Certe volte scandisco le sillabe al ritmo dei passi.
Stamattina,
ad un certo punto, mi sono proposto un argomento, vale a dire lo
svolgimento di un tema: 'Perché scrivo?' Ho risposto alla domanda
pressappoco così: scrivo per non pensare, non essere io, evadere.
Però, per scrivere bisogna impegnarsi, attivare la mente. E' vero,
ma scappo da me stesso e scompare il dolore provocato dai chiodi
fissi, plurali, piantati in fronte, incrostati di ruggine.
Mentre
camminavo l'unica parte di me che sentivo pesare, in un alterno
dondolio, era la testa. D'improvviso mi ha sorpassato un uomo alto un
paio di metri, che con quelle gambe lunghe aveva una marcia in più.
L'avevo incrociato qualche volta. Ci conosciamo solo di vista, ci si
saluta:
"Buona
giornata, come va?"
"Finché
il mondo gira e non inciampa, va bene."
"Speriamo
che non si stanchi, buon appetito!"
Parole
al volo, buttate là, per riempire il vuoto dell'aria, piccola
vacanza per il cervello, come un seme di zucca per l'appetito.
Quando
sono arrivato alla panchina a mezza via e a mezza faticata, mi sono
seduto per qualche minuto di sosta, per rifornimento di energia.
Ho
continuato il tema.
Scrivo,
ho argomentato, perché l'architetto sparge i miei scritti in
tutte le direzioni tramite il computer.

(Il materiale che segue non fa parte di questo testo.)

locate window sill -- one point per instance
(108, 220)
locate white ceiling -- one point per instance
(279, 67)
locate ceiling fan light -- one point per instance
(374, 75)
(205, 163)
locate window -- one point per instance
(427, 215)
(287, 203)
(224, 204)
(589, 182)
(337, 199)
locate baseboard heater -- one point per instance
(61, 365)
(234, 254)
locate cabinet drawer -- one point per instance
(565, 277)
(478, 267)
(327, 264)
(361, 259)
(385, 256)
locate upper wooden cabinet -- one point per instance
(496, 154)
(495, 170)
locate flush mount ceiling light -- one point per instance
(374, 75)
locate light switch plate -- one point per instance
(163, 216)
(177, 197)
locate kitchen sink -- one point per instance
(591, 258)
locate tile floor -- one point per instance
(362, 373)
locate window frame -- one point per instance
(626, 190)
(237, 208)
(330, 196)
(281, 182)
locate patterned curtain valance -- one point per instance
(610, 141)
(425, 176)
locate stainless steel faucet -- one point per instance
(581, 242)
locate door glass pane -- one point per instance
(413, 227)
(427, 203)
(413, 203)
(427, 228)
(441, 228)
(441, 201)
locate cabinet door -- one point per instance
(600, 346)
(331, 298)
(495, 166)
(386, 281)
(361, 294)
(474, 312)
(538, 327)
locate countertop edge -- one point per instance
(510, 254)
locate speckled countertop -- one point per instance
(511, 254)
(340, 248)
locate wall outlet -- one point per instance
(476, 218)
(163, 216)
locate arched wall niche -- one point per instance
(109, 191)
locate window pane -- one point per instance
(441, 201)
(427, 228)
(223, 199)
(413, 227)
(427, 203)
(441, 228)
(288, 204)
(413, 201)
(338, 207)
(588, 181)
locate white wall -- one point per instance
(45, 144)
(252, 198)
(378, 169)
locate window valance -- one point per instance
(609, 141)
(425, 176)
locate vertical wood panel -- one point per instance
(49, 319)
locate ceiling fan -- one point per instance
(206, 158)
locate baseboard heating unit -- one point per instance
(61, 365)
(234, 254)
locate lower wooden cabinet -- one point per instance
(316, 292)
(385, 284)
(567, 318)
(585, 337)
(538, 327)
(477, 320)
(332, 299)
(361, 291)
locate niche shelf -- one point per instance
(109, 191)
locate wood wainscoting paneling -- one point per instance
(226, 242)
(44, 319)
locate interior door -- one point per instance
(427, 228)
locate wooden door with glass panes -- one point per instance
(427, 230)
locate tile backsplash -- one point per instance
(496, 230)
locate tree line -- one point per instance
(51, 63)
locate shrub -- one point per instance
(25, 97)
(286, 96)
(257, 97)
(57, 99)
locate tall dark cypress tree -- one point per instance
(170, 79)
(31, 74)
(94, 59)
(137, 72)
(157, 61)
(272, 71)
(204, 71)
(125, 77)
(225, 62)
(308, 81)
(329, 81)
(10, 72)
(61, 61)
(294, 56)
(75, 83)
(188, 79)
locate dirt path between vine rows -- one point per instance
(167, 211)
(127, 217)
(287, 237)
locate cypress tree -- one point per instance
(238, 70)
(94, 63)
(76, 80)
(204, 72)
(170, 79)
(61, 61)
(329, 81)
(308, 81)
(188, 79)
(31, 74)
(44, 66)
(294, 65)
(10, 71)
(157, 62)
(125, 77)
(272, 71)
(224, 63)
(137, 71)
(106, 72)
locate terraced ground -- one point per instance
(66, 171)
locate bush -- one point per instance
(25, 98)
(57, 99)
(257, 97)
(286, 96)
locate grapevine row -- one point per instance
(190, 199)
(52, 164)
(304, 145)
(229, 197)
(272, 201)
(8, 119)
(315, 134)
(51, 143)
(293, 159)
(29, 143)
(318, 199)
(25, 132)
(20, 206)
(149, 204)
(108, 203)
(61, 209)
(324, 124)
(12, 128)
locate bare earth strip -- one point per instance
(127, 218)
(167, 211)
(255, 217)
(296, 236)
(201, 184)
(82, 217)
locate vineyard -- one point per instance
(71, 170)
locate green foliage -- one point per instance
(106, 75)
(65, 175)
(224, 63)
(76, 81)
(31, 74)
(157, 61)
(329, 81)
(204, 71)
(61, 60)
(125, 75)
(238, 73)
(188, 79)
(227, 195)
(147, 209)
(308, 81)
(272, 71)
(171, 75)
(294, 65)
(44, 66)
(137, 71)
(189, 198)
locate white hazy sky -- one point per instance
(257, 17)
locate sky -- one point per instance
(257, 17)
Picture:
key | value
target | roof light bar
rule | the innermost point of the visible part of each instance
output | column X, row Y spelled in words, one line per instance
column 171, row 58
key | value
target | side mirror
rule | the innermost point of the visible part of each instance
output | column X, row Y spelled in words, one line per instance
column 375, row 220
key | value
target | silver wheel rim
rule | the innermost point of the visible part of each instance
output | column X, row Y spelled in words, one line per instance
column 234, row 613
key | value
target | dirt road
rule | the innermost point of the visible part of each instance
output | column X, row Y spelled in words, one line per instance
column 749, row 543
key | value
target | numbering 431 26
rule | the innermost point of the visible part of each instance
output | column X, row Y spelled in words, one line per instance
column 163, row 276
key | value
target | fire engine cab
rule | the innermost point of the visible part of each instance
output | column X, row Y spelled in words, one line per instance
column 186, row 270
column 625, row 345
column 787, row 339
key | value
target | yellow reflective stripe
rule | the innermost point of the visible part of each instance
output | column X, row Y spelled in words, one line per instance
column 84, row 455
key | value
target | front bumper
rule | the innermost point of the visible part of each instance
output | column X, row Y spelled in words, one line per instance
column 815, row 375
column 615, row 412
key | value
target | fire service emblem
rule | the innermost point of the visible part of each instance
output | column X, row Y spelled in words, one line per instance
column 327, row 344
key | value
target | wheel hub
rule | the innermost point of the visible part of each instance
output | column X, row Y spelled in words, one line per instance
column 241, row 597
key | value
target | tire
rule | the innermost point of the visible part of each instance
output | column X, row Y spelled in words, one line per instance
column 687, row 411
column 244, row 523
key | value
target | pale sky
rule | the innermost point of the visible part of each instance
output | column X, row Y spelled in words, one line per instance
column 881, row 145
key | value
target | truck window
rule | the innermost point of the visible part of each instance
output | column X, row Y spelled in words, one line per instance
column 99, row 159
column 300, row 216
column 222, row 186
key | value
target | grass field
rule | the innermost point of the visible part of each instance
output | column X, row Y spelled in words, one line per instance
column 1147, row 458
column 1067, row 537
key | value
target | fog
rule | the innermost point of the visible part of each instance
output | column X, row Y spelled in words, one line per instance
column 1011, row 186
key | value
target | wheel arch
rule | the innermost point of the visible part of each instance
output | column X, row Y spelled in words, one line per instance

Dice che la mia penna parla
da sola. Lui è quello che, con le sue iniziative, ha rotto il
silenzio di Fighille. Gli mando i testi per abitudine inveterata. Una
volta, soprattutto da giovane, nel vedere pubblicati i miei
vagabondaggi mentali in giornali e riviste, provavo un certo
solletico. Poi no. Ora, che viaggio negli anni pesanti, man mano
disperdo per strada gli entusiasmi che mi hanno fatto compagnia e
sostenuto. Abbandono quasi inavvertitamente questa dimensione terrena
nella quale mi trovo immerso, mi sto spogliando della voglia di
apparire e mi preparo per la residenza definitiva, che è senza
limiti, eterna. L'architetto mi dice di scrivere di arte, di Fighille, di
quello che mi pare perché nel giornale telematico c'è spazio e
allora io intervengo ogni tanto dato che ancora gli argomenti mi
balzano in testa e qualcuno lo prendo al volo così come gli
entomologi catturano le farfalle col retino.
E
poi m'è capitato, nella ribalta dell'attenzione, Enzo, l'umorista
fine disegnatore, che si firma 'Man', amico saldo
come una quercia, originale interprete e illustratore, che strattona
la realtà per volgerla in un gioco serio. Prende le mie idee, le
strapazza più o meno, le veste con la sua luce tutta nuova. Scrivo
perché sollecita il mio impegno, così vedo come mi vede ed è
sempre una scoperta.
Insomma
sono arrivato al termine della camminata e la conclusione ovvia è
che scrivo perché ho scritto da sempre, continuo anche se sono in
avanzato stato di pensione e ho la mano rallentata, forse perché non
so fare altro. Scrivo perché respiro.